The corpses spread their jaws wide, so wide some snapped and hung limp, but not to sing along. Their yellowed teeth reached out from dry, dirty gums, desperate for flesh. Michael threw the microphone. It sunk into a vacant eye socket, sending a snarl of feedback through the speakers.

He grabbed Jessica and pulled her close as the band stopped. Closing his eyes, he went stiff, waiting for the first set of teeth to close in on his neck. He felt Jessica torn out of his arms and he fell to the ground under the weight of the corpses. Cold feet stepped over him. Long toenails cut into his skin, but he felt no teeth.

When he smelled Jessica’s crème brulee body lotion through the stench of the rotten flesh, he opened his eyes to see her reaching down for him, a smile on her face.

“They don’t want us,” she said. “They want the man who put them in the ground.”

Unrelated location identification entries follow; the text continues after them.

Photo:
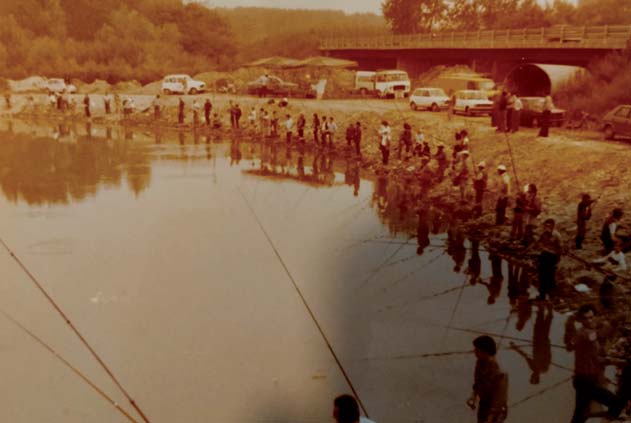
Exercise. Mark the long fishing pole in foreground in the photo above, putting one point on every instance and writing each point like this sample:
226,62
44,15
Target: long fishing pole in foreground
306,304
75,330
70,366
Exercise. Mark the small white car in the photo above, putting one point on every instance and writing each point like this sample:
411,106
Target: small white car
58,85
473,102
433,99
182,84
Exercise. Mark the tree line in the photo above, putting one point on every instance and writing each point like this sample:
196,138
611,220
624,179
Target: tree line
119,40
422,16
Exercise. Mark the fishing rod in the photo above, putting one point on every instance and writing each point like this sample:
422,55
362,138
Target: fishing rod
76,331
430,355
413,272
66,363
305,303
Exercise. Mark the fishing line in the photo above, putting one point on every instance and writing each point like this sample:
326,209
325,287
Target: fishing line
540,392
306,304
70,366
427,355
413,272
75,330
453,313
376,270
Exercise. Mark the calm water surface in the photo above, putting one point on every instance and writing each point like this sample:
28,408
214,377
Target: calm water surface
148,243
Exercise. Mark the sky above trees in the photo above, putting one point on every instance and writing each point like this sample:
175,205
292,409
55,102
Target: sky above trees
348,6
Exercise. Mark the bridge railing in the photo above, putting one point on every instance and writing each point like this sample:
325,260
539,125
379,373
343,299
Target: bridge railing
604,37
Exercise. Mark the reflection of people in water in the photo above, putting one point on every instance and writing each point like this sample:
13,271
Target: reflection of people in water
474,265
235,151
355,178
455,245
541,348
300,166
422,230
380,195
495,283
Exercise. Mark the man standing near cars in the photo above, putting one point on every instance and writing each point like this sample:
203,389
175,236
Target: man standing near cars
264,83
289,127
516,115
107,101
86,105
301,127
479,186
237,115
490,383
502,109
357,138
545,116
504,192
589,368
208,107
156,107
180,111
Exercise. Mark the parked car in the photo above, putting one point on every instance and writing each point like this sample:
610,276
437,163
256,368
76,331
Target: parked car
365,82
392,84
617,122
533,110
224,85
58,85
274,86
182,84
472,102
433,99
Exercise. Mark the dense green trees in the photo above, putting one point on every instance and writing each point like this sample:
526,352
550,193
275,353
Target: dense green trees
113,40
145,39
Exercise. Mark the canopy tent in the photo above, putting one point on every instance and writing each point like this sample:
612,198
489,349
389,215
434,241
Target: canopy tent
325,62
273,62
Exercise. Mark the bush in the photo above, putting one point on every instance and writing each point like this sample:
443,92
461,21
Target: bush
599,90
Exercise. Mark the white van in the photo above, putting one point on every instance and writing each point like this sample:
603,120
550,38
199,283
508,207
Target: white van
392,83
365,82
181,84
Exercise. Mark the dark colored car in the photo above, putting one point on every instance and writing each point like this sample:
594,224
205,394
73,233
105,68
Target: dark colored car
277,87
532,111
617,122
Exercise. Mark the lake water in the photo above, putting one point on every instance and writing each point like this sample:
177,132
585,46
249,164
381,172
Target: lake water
156,246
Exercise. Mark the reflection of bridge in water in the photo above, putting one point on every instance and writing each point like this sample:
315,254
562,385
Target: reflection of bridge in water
492,50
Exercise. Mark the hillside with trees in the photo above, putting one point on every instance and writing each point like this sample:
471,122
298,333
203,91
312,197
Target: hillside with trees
418,16
146,39
264,32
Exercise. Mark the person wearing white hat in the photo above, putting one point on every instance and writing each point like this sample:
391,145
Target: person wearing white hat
441,159
504,192
462,168
480,180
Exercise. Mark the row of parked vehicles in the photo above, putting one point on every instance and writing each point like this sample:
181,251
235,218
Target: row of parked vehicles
477,102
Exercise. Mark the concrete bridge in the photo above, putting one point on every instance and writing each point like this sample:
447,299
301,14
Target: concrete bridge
492,51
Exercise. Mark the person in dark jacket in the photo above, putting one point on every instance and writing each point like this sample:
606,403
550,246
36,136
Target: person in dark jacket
86,105
316,129
350,130
180,111
357,138
490,385
208,107
502,110
583,214
608,232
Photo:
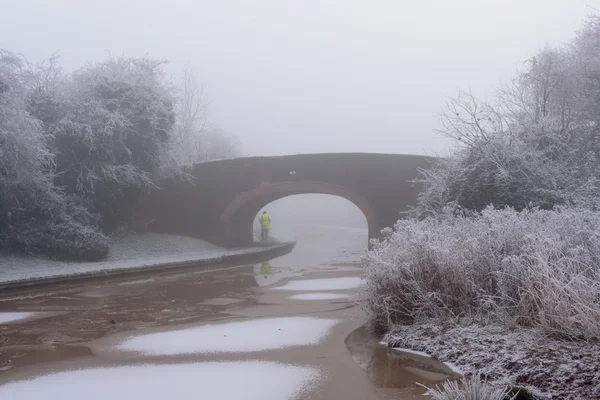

The dead record collectors hobbled past Michael, past Jessica, paying no attention to them. Sinz hid behind his demonic band mates, but the corpses poured over them. They hardly fought at all. Dead teeth sunk into demonic flesh. The hands that clung to records waved around in ecstasy, while the free fingers gripped pieces of meat. Thick blood the color of spring grass dripped through decomposing digits.

When the corpses got their gnarled fingers on Sinz, their legs turned to rubber and they fell to the ground, bringing the bass player with them. In the chaos, records shattered. The corpses used the jagged edges of the now worthless vinyl to dig into their target and spoon out meat and blood. They tore their own faces apart on those same edges as they fed.

Michael and Jessica clung together as they walked out of the barn. With the bass player’s screams and the wet sound of the corpses packing their dry mouths with food behind them, Jessica started humming, quietly at first. Michael joined in.

The humming turned to singing as they climbed into Michael’s truck. By the time they hit the highway, they were shouting the chorus of “Death Brigade” at the top of their lungs, drumming along on the dash, louder than ever.